Albums Of The Week: Something Is Waiting | Absolutely

A singer whose voice can strip paint. A band so heavy Satan couldn't lift it. And songs as demented as an outpatient off his meds. Yep, this sucker truly has it all.

THE EDITED PRESS RELEASE: “Four years since the release of their sophomore effort, Songs For The Sally Beauty Pavilion, Something Is Waiting return with a brand new full-length. Absolutely is an unapologetic tour-de-force that sees this Chicago band dig their heels even deeper into the strange patch of dirt they own — “the shrieky, sleazy, crust-glam you crave,” as one review describes it.

Sounding unlike any other band of today, Something Is Waiting exude all the swagger of the latter-day hair metal saints and up-and-coming groove-metal goons who filled Riki Rachtman’s cue cards in the earliest days of the ’90s, yet seethes with enough vitriol to delight the nihilistic noise-rock hordes who gathered to witness its set at this year’s Caterwaul Festival.
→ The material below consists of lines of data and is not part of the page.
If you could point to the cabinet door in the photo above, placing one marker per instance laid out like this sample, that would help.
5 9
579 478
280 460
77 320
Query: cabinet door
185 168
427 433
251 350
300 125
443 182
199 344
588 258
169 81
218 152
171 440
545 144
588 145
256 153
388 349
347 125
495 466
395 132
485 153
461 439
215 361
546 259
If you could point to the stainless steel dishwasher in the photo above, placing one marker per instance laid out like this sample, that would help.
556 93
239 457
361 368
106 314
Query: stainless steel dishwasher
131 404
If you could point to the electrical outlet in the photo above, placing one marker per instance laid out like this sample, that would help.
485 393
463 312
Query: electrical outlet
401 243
House of Style, the new album’s first single and opening track, sets the tone. Drummer Idin Alexzander pounds out a colossal backbeat with all the arena-hyping power of an upside-down Tommy Lee. Guitarist/bassist William Thomas Fay lays down the law with a bone-quaking, Page Hamilton/Wes Borland groove, before launching into a godly guitar solo that bursts with triumphant Steve Stevens histrionics. Cardigan-clad ringleader Eddie Gobbo has honed his Axl/Sebastian squawk to perfection — every word from his shredded throat rips the ears with pure contempt.
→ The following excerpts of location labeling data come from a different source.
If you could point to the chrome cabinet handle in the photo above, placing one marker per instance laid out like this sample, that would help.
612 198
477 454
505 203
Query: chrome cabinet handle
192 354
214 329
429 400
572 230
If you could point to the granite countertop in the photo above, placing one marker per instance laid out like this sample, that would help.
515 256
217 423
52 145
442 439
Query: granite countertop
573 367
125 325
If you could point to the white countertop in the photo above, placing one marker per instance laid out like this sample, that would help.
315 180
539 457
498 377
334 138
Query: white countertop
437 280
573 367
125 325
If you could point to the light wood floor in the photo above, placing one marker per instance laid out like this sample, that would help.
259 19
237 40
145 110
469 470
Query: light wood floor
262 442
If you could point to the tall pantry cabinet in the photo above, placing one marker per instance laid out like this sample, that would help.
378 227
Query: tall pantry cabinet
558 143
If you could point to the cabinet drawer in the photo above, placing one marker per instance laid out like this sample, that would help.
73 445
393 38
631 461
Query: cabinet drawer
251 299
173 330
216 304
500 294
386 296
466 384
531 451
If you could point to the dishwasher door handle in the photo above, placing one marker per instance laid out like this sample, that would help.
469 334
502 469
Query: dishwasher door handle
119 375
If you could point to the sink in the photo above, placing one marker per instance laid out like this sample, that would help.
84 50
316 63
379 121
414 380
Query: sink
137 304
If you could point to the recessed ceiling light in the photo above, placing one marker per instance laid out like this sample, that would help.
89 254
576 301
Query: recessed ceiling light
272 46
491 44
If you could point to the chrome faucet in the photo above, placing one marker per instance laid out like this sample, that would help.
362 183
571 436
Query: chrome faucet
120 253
Formerly a five-piece, stripped down to a trio now, Something Is Waiting’s three core members have stuck to their guns and mastered their craft. Gobbo and the boys’ dedication to the likes of Pantera, White Zombie and the early works of Ross Robinson, coupled with their enduring love of the most caustic cuts from the AmRep catalog, have paid off. Six years deep, the band are in a league of their own, the undisputed king of its own style of hard-charging “nu roll,” which no one else within noise-rock — or within any other strain of heavy music currently deemed “cool” — is even doing.

But make no mistake: While the musical elements might seem simple and traceable, Something Is Waiting are not. Using a palette of sounds inspired by their aforementioned heroes, the band build unusual songs that are as perplexing as they are headbangable.
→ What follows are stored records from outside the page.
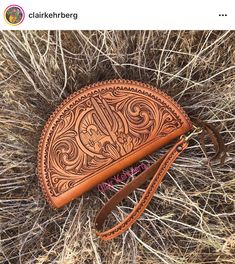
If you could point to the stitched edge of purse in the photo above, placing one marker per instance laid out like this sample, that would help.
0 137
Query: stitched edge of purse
80 91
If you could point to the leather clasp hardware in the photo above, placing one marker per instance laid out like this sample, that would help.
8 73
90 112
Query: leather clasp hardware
196 131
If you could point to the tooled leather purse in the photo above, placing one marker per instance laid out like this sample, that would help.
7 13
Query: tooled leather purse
104 128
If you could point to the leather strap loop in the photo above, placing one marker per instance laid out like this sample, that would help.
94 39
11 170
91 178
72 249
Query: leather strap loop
157 171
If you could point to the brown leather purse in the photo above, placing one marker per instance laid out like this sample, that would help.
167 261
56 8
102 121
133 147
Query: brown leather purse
104 128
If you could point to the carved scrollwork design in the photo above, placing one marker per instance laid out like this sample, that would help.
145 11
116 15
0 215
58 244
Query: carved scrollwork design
101 128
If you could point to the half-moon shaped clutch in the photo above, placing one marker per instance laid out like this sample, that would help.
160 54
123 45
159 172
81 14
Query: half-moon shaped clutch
100 130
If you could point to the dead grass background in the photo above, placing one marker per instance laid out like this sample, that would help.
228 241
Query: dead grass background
190 219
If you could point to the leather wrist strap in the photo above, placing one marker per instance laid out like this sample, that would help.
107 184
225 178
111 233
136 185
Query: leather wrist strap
156 171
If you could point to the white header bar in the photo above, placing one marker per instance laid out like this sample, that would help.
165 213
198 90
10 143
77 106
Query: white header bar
121 14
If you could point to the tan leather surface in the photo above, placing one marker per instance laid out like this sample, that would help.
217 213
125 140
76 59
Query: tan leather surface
100 130
157 171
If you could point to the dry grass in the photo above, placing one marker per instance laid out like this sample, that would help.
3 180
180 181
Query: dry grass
190 219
And here is where it gets even more interesting: Gobbo is a wildly creative lyricist who conjures surreal scenarios with the euphoric wordplay of a Beat poet. His critiques, pointed at an array of targets, from the music industry to society at large, are thick with sarcasm and pop culture references. On House of Style, he quotes a lyric from The BanglesWalk Like An Egyptian. On In the Pool (Wetworld), which features guest vocals by Dead to Fall’s Jon Hunt, he spits the gem, “drunk like Sia with my hair in my face.” The album’s closer, Poster Boys, is written from the point of view of a Hit Parader centerfold hanging on a teenage girl’s wall.

Revealing his thoughts behind House of Style, he states: “That song is about being comfortable and confident in your own shoes, particularly from an artistic standpoint. That’s a subconscious theme we’ve really carried with us in the band, from the jump. Being unapologetically you.” Indeed, Absolutely is the sound of a band being unapologetically… them. It is the sound of a band that has doubled down and committed to its own, odd vision. It is the sound of a new genre: “nu roll.” It is, absolutely, Something Is Waiting.”